Maybe. I tried to somehow reproduce behaviour with setbuf, but wasn't successful. Maybe I didn't try hard enough; anyway, we can say for certain that there is a difference between 12.3 and stable/13 (as of 2 weeks ago, because I don't update base while hunting a bug - so this may be related to some development work also). But, honestly, this is rather my least concern.

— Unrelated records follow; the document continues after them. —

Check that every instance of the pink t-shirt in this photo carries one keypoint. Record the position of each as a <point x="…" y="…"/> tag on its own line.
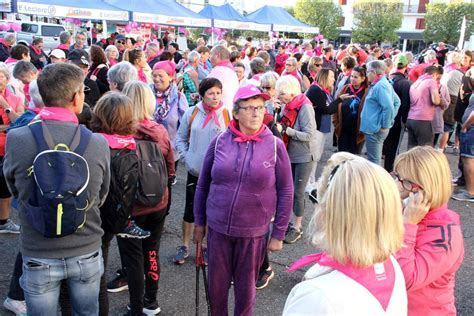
<point x="421" y="106"/>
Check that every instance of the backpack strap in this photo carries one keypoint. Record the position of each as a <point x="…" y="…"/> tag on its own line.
<point x="191" y="120"/>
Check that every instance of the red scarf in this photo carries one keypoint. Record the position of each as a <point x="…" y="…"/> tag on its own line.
<point x="142" y="76"/>
<point x="53" y="113"/>
<point x="226" y="63"/>
<point x="290" y="113"/>
<point x="241" y="137"/>
<point x="116" y="141"/>
<point x="211" y="114"/>
<point x="36" y="50"/>
<point x="378" y="279"/>
<point x="63" y="46"/>
<point x="4" y="43"/>
<point x="26" y="91"/>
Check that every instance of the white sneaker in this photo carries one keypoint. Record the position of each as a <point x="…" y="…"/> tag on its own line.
<point x="17" y="307"/>
<point x="9" y="228"/>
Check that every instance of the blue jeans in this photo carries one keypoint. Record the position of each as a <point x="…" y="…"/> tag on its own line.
<point x="374" y="144"/>
<point x="41" y="281"/>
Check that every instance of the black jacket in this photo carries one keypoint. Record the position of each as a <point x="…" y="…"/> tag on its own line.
<point x="401" y="85"/>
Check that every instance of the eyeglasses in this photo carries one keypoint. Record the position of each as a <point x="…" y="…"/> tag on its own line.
<point x="252" y="109"/>
<point x="406" y="184"/>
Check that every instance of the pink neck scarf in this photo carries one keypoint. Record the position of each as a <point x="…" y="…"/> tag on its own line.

What is of concern to me is on one hand the phantastic coding quality as shown above, where I don't know what else is lingering there and ready to stab me in the back. And on the other hand these memory overwrites, which are probably not well explainable by different buffering behaviour (and probably also not by ongoing development work, but then, one should check the commit logs).
And the third issue is the original question of error 94, i.e. what kind of things happen in relation to capsicum, and where that might be documented.

PMc · Mar 5, 2022

Please try reproducing:

Code:

#include <unistd.h>
#include <fcntl.h>
#include <stdio.h>

main() {
    char buf[] = "12345678901234567890123456789012345678901234567890";
    int fd = open("/dev/null", O_RDONLY);
    int i = 0;

    close(1);
    dup2(fd, 1);
    close(fd);

    while(1) {
      fputs(buf, stdout);
      fflush(stdout);
      i++;
      fprintf(stderr, "%d\n", i);
    }
}

Here it crashes after 135962 iterations. (stable/13 @ 22ba2970766 )

_martin · Mar 5, 2022

Damn, I had too many beers to concentrate now. 13.0-RELEASE (releng/13.0-n244733-ea31abc261f) ok, 14-current - crash after 44781.

Quick check in gdb:

Code:

root@fbsdc:(/tmp/forums)$ gdb test test.core
(gdb)
..
#0  0x000000082232d82d in memcpy () from /lib/libc.so.7
=> 0x000000082232d82d <memcpy+173>:    48 89 17    mov    QWORD PTR [rdi],rdx
(gdb)

(gdb) i r $rdi
rdi            0x824f07ffa         34979479546
(gdb)

(gdb) x/3i $pc
=> 0x82232d82d <memcpy+173>:    mov    QWORD PTR [rdi],rdx
   0x82232d830 <memcpy+176>:    mov    QWORD PTR [rdi+rcx*1-0x8],r8
   0x82232d835 <memcpy+181>:    ret
(gdb)

(gdb) i r $rdi
rdi            0x824f07ffa         34979479546
(gdb)

(gdb) ip
         0x824d08000        0x824f08000   0x200000        0x0  rw- ----
(gdb)

(gdb) bt
#0  0x000000082232d82d in memcpy () from /lib/libc.so.7
#1  0x00000008222ed03f in ?? () from /lib/libc.so.7
#2  0x00000008222eb5cd in fputs () from /lib/libc.so.7
#3  0x0000000000201b54 in main () at test.c:15
(gdb)

So SIGSEGV is due memcpy overstepping into unmapped memory: 0x824f07ffa + 8 = 0x824F08002 which is unmapped. We should check the /usr/src/lib/libc and see what changed there within 13 release (my 13.0 is working just fine).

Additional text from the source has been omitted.